I’m glad to hear there’s a third part. They left off when their year-counter got up to 198x, and didn’t say anything about a third episode.

I’m really hoping they’ll answer your question next week, as it’s one of mine too. They did mention that string theory (which they say predicts EM, strong and weak forces) had been wrangled into having gravitons, (thus including gravity), but they were kinda sketchy on some of that.

On something of a tangent, where have I seen that Toronto professor from before? Does Jay Ingram talk to her sometimes on Daily Planet?

Anecdote: Einstein’s friend said to him: “You look upset.” and he replied “My wife just doesn’t understand me!”

Sorry.

Anyway, I’m curious: what did they say about Einstein being a one trick pony? I’d always had the impression he did a lot (a Nobel Prize for the photoelectric effect which led to QM and inventing relativity, which comprise the the modern understanding of the universe would do for a start) but I when you said that realised it could be a ‘right man at the right place’ thing.
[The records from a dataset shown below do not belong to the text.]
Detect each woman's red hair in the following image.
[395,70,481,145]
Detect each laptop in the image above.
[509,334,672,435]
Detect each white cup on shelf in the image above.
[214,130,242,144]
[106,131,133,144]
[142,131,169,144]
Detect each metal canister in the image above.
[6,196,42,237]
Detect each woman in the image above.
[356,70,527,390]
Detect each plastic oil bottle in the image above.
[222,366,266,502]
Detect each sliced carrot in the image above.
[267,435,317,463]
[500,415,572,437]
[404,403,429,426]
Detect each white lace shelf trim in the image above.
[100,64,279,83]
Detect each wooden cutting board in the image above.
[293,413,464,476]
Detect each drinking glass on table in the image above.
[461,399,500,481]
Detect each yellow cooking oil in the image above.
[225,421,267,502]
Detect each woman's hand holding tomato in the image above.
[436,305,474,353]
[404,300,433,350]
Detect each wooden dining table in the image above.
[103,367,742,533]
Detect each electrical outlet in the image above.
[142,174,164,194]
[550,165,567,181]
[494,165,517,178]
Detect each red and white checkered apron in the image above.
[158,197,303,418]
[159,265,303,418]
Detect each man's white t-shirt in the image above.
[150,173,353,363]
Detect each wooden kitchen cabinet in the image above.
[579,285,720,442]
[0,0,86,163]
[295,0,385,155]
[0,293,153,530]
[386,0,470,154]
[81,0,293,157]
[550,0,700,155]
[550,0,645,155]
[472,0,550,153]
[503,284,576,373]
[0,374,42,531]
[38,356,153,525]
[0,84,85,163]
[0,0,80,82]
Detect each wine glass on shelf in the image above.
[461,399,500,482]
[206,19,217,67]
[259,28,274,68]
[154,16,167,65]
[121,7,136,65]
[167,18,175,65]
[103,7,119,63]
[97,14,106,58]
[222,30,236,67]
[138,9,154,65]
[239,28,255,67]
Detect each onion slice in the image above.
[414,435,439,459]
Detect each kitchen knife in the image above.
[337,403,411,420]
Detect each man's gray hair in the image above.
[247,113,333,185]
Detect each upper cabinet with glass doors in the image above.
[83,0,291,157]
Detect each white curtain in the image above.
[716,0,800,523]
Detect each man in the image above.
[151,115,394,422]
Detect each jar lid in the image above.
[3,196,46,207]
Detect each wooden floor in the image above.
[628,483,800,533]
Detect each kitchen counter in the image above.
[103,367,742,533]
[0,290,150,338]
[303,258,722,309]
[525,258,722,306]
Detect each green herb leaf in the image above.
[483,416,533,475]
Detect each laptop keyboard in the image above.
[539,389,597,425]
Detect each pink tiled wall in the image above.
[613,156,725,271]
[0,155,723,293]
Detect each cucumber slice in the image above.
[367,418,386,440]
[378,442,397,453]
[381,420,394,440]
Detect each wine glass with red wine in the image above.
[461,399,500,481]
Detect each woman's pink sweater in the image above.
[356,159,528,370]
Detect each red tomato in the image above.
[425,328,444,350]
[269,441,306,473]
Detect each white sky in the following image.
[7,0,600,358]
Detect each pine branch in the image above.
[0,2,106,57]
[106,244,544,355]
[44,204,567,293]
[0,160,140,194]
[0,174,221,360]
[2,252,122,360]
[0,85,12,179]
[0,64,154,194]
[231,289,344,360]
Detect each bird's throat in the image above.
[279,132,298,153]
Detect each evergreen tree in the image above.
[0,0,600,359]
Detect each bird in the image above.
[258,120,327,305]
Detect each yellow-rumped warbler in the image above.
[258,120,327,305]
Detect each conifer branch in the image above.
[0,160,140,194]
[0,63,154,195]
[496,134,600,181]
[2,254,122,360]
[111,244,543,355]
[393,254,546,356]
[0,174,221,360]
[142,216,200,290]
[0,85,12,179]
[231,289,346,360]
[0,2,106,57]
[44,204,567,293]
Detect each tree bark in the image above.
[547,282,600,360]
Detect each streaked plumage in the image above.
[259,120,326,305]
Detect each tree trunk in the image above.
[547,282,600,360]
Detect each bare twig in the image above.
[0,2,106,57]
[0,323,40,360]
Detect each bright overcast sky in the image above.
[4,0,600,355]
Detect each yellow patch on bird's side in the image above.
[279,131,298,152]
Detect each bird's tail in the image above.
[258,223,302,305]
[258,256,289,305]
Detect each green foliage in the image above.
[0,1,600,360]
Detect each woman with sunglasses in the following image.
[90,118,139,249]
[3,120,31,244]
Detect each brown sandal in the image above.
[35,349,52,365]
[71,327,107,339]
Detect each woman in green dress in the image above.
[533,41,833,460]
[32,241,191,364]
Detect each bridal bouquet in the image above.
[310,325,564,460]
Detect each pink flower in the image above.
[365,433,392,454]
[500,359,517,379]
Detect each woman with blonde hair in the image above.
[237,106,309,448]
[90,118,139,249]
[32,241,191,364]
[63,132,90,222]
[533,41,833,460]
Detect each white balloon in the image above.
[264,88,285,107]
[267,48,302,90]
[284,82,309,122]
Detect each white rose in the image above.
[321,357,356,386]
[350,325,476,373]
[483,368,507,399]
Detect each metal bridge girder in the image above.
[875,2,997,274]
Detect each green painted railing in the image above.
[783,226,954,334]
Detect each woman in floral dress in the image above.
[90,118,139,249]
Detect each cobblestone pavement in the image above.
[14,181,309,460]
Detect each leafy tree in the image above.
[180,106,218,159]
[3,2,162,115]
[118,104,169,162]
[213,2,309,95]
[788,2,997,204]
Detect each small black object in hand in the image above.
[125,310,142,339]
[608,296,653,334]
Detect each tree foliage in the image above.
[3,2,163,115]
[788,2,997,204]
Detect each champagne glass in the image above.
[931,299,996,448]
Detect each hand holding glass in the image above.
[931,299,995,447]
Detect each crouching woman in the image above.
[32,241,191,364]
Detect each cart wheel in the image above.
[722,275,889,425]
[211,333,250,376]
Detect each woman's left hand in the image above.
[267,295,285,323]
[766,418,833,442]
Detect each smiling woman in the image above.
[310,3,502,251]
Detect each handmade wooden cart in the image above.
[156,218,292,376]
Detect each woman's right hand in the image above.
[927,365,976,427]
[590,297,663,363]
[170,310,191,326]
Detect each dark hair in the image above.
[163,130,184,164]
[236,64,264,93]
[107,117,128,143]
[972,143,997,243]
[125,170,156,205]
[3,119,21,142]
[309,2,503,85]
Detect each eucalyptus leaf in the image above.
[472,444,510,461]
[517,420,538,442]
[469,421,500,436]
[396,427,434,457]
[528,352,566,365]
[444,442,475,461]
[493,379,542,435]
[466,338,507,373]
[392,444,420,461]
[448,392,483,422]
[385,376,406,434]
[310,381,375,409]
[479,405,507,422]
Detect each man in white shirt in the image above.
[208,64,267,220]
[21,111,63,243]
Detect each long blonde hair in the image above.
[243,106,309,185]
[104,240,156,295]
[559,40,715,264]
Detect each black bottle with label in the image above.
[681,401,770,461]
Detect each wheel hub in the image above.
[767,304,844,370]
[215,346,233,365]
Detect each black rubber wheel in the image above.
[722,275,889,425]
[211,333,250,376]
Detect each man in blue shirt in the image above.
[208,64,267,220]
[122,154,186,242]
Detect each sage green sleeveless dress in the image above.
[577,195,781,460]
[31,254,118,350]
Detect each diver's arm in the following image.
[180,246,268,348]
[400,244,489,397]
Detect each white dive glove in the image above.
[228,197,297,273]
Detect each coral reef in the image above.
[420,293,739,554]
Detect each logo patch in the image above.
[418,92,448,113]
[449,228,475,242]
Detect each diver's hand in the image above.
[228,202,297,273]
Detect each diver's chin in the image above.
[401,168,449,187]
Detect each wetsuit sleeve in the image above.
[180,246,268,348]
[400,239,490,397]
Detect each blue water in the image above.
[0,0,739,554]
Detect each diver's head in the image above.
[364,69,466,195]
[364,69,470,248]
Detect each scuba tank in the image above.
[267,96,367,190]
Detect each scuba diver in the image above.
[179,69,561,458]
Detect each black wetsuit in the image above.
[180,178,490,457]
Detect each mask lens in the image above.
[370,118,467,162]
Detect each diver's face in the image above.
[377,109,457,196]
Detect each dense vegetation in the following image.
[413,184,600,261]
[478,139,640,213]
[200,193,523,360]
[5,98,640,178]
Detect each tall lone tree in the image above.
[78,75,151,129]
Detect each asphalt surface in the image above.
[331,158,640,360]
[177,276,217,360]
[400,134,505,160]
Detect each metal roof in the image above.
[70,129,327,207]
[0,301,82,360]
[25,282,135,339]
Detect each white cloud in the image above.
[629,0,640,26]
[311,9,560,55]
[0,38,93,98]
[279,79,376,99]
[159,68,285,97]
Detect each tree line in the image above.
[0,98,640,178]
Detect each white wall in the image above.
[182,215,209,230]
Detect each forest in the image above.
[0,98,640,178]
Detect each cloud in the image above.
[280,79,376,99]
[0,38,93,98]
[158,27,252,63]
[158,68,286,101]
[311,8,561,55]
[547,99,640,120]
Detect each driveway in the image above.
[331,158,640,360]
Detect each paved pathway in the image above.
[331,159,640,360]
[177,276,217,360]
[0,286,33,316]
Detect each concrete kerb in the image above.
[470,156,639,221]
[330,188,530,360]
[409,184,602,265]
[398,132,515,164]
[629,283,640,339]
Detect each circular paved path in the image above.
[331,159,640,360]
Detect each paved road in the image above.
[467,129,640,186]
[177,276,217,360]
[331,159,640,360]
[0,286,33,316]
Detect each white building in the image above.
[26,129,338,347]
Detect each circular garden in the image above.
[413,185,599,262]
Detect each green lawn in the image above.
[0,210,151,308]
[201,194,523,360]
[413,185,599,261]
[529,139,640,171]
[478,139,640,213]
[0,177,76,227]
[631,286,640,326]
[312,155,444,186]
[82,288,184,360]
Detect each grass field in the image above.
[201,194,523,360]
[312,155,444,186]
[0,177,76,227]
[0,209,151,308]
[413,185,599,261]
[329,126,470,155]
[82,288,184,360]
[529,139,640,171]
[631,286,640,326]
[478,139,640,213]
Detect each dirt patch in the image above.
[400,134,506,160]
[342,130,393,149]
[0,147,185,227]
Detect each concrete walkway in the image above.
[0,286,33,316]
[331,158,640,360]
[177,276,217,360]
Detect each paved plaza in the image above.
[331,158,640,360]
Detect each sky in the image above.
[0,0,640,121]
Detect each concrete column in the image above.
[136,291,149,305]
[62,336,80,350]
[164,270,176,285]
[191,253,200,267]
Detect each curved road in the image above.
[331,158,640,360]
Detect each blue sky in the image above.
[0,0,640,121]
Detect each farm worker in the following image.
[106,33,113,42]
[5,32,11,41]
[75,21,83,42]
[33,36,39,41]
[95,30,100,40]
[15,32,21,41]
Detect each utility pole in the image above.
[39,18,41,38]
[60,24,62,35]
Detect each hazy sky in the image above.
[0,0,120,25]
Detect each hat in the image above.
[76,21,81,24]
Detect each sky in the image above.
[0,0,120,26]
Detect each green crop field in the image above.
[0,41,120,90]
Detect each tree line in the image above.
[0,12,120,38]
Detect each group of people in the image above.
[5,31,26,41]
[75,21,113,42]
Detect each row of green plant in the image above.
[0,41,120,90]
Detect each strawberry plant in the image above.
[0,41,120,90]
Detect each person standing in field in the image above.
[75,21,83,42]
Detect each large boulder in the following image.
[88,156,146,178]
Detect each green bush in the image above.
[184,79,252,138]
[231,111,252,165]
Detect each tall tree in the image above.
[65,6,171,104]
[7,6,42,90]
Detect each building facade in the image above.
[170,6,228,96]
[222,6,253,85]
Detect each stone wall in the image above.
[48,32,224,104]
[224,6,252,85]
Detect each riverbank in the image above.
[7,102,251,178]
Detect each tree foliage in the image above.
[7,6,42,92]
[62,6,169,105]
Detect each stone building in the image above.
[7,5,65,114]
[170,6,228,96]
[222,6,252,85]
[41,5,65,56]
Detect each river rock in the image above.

They never said it, but they portrayed him as having this great breakthrough (relativity) and then completely ignoring QM for the next 30 years as he struggled with a theory of everything. Several of the physicists actually said that, in the end, he was thought of as doddering, feeble, and out of step with his contemporaries in general.

They equated him to a brilliant cavalry tactician refusing to accept progress and trying to lead a mounted attack against barbed wire and machine guns.

The prediction of a graviton was the tyin to relativity, thus hinting at unification. They spent a grand total of about 30 seconds on that.

Actually, yes, that’s the way I heard it. I don’t know how accurate it is, but the impression I had was that Einstein revolutionised physics fairly early on, rejected quantum mechanics, and spent ages trying to unify gravity and electromagnetism.

But I would have said “genius who made one great mistake” not “one trick pony.” :slight_smile:

I only watched the first hour and taped the 2nd hr to view tonight. The first hour was OK, and I’m hoping it gets better. Scientific American has a cover story on String Theory in the Nov edition, so you might want to check that out if you don’t get what you want from this show.

NOVA is usually very good. I hope this one lives up to that record.

I know this is a joke but in actuality his first wife was a very good physicist, probably as good or better than he. In fact, some say that it was this wife that developed most of the ideas in GR. At any rate, they both worked together at it, but his wife had to take a backseat.

Unfortunately, here in Charleston, SC, the local ETV station had some difficulties in the last 15 minutes. The picture kept breaking up, and after about a 10-minute delay with a blank screen, it started showing previews of coming shows. Just when it was getting into some good stuff. :frowning:

Well, that means they explained it correctly!